If you use Network Discovery:

  • Use a limited initial configuration to identify your network topography.

  • After you identify your network topography, set up Network Discovery to run at specific sites that are central to the network areas that you want to more fully discover.

Because Heartbeat Discovery does not run at a specific site, you do not have to consider it in general planning for where to run discovery.

Best practices for discovery

For best results with discovery, we recommend the following:

  • Run Active Directory System Discovery and Active Directory User Discovery before you run Active Directory Group Discovery.

    When Active Directory Group Discovery identifies a previously undiscovered user or computer as a member of a group, it attempts to discover basic details for the user or computer. Because Active Directory Group Discovery is not optimized for this type of discovery, this process can cause it to run slowly. Additionally, Active Directory Group Discovery identifies only the basic details about the users and computers it discovers, and does not create a complete user or computer discovery record. When you run Active Directory System Discovery and Active Directory User Discovery, the additional Active Directory attributes for each object type are available. As a result, Active Directory Group Discovery runs more efficiently.

  • When you set up Active Directory Group Discovery, only specify groups that you use with Configuration Manager.

    To help control the use of resources by Active Directory Group Discovery, specify only those groups that you use with Configuration Manager. This is because Active Directory Group Discovery recursively searches each group it discovers for users, computers, and nested groups. The search of each nested group can expand the scope of Active Directory Group Discovery, and reduce performance. Additionally, when you set up delta discovery for Active Directory Group Discovery, the discovery method monitors each group for changes. This further reduces performance when the method must search unnecessary groups.

  • Set up discovery methods with a longer interval between full discovery, and a more frequent period of delta discovery.

    Because delta discovery uses fewer resources than a full discovery cycle, and can identify new or modified resources in Active Directory, you can reduce the frequency of full discovery cycles to run weekly (or less). Delta discovery for Active Directory System Discovery, Active Directory User Discovery and Active Directory Group Discovery identifies almost all the changes of Active Directory objects, and can maintain accurate discovery data for resources.

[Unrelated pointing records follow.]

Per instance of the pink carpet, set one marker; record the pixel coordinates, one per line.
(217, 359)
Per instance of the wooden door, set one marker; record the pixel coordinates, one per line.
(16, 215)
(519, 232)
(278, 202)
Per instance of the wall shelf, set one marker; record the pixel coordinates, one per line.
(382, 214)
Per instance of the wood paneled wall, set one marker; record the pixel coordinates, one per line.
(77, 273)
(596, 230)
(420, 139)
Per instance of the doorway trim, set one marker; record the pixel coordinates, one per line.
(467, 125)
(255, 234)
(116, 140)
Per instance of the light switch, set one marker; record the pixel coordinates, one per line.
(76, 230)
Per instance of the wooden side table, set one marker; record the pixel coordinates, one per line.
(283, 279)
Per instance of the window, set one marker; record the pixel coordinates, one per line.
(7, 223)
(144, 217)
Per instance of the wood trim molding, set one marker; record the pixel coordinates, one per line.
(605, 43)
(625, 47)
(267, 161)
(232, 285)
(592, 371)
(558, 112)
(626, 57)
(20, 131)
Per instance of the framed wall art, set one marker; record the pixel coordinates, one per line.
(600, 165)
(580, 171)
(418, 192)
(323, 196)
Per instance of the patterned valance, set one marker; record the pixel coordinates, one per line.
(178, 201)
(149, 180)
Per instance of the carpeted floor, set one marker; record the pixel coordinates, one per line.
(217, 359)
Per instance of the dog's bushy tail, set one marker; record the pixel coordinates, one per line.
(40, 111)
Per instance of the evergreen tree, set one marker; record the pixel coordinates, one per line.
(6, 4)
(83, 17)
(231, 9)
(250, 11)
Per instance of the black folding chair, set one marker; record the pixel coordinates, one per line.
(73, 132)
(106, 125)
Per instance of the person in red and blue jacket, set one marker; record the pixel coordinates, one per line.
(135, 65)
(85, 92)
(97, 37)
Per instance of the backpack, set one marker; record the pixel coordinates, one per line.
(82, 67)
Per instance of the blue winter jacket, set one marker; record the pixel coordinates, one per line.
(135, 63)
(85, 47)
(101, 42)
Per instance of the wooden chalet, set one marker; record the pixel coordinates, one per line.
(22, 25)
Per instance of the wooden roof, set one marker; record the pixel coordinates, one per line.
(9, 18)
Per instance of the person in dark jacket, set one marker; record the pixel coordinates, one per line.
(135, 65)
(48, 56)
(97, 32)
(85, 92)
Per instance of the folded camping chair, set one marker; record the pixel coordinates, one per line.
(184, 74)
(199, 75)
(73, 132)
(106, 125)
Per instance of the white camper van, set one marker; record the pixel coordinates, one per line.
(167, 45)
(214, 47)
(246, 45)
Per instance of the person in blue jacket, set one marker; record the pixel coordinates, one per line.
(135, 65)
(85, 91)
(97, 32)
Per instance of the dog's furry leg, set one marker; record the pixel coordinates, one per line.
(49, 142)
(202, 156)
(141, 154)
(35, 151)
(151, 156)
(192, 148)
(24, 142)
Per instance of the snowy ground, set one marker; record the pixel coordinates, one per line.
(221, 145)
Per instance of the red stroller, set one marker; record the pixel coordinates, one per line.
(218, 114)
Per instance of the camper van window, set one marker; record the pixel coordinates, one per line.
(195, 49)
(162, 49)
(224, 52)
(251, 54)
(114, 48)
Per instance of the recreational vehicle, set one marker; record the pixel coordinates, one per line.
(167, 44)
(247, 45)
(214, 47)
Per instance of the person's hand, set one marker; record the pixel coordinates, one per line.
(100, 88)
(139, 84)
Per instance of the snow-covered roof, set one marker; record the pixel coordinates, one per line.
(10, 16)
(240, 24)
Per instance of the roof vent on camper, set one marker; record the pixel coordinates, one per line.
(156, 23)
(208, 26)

  • Run Active Directory discovery methods at a primary site that has a network location that is closest to your Active Directory domain controller.

    To improve the performance of Active Directory discovery, it's a good idea to run discover at a primary site that has a fast network connection to your domain controllers. If you run the same Active Directory discovery method at multiple sites, set up each discovery method to avoid overlap. Unlike past versions of Configuration Manager, discovery data is shared among sites. Therefore, it is not necessary to discover the same information at multiple sites. For more information, see Discovery data is shared between sites.

  • Run Active Directory Forest Discovery at only one site when you plan to automatically create boundaries from the discovery data.

    If you run Active Directory Forest Discovery at more than one site in a hierarchy, it's a good idea to only enable options to automatically create boundaries at a single site. This is because when Active Directory Forest Discovery runs at each site and creates boundaries, Configuration Manager cannot merge those boundaries into a single boundary object. When you configure Active Directory Forest Discovery to automatically create boundaries at multiple sites, the result can be duplicated boundary objects in the Configuration Manager console.